Sample Size Estimation using epiR

A review of sample size calculations in (veterinary) epidemiological research is provided by Stevenson (2021).

Prevalence estimation

The expected seroprevalence of brucellosis in a population of cattle is thought to be in the order of 15%. How many cattle need to be sampled and tested to be 95% certain that our seroprevalence estimate is within 20% of the true population value. That is, from 15 - (0.20 \(\times\) 0.15) to 15 + (0.20 \(\times\) 0.15 = 0.03) i.e., from 12% to 18%. Assume the test you will use has perfect sensitivity and specificity. The size of the population of cattle at risk is unknown so we set N = NA:

library(epiR)
epi.sssimpleestb(N = NA, Py = 0.15, epsilon = 0.20, error = "relative", se = 1, sp = 1, nfractional = FALSE, conf.level = 0.95)
#> [1] 545

A total of 545 cows need to be sampled to meet the requirements of the study. Let’s now imagine that we have a reasonable estimate of the size of the cattle population at risk, 4000. Re-run epi.sssimpleestb, specifying N:

epi.sssimpleestb(N = 4000, Py = 0.15, epsilon = 0.20, error = "relative", se = 1, sp = 1, nfractional = FALSE, conf.level = 0.95)
#> [1] 480

If the size of the population at risk is 4000, 480 cows need to be sampled to meet the requirements of the study. When a value for N is provided in epi.sssimpleestb the function automatically applies a finite correction factor. In this example if we assumed an infinite (i.e., very large) population size the required sample size was 545. When the population size was (only) 4000, the required sample size reduced to 480.

Prospective cohort studies

A prospective cohort study of dry food diets and feline lower urinary tract disease (FLUTD) in mature male cats is planned. A sample of cats will be selected at random from the population of cats in a given area and owners who agree to participate in the study will be asked to complete a questionnaire at the time of enrollment. Cats enrolled into the study will be followed for at least 5 years to identify incident cases of FLUTD. The investigators would like to be 0.80 certain of being able to detect when the risk ratio of FLUTD is 1.4 for cats habitually fed a dry food diet, using a 0.05 significance test. Previous evidence indicates that the incidence risk of FLUTD in cats not on a dry food (i.e., ‘other’) diet is around 50 per 1000. Assuming equal numbers of cats on dry food and other diets are sampled, how many cats should be sampled to meet the requirements of the study?

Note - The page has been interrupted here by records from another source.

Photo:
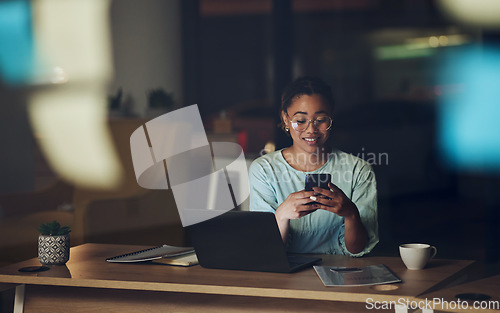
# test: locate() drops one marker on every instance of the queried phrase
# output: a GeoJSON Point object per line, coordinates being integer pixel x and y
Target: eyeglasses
{"type": "Point", "coordinates": [322, 123]}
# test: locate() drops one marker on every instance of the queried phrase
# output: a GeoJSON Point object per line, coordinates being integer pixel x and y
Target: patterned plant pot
{"type": "Point", "coordinates": [53, 250]}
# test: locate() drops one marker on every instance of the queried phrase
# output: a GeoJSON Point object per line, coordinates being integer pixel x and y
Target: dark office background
{"type": "Point", "coordinates": [238, 55]}
{"type": "Point", "coordinates": [243, 55]}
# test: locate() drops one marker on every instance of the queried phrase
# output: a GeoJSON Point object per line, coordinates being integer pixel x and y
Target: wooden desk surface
{"type": "Point", "coordinates": [87, 268]}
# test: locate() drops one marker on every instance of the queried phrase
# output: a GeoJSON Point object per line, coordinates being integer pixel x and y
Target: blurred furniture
{"type": "Point", "coordinates": [160, 288]}
{"type": "Point", "coordinates": [126, 214]}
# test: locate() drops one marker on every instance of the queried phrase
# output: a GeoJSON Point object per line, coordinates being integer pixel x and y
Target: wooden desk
{"type": "Point", "coordinates": [87, 283]}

epi.sscohortt(irexp1 = 70/1000, irexp0 = 50/1000, FT = 5, n = NA, power = 0.80, r = 1, 
   design = 1, sided.test = 2, nfractional = FALSE, conf.level = 0.95)$n.total
#> [1] 2080

A total of 2080 subjects are required (1040 exposed and 1040 unexposed).

It’s important to remember that you can use the epi.sscohortt (and other sample size functions in epiR) to return the study power if a value for n is provided. Continuing the example above, imagine that only 1500 cats were enrolled into the study. What is the expected study power? Here we set n = 1500 and power = NA in epi.sscohortt:

epi.sscohortt(irexp1 = 70/1000, irexp0 = 50/1000, FT = 5, n = 1500, power = NA, r = 1, 
   design = 1, sided.test = 2, nfractional = FALSE, conf.level = 0.95)$power
#> [1] 0.6629312

If only 1500 cats are enrolled into the study the expected study power is 0.66.

Case-control studies

A case-control study of the relationship between white pigmentation around the eyes and ocular squamous cell carcinoma in Hereford cattle is planned. A sample of cattle with newly diagnosed squamous cell carcinoma will be compared for white pigmentation around the eyes with a set of controls. Assuming an equal number of cases and controls, how many study subjects are required to detect an odds ratio of 2.0 with 0.80 power using a two-sided 0.05 test? Previous surveys have shown that around 0.30 of Hereford cattle without squamous cell carcinoma have white pigmentation around the eyes.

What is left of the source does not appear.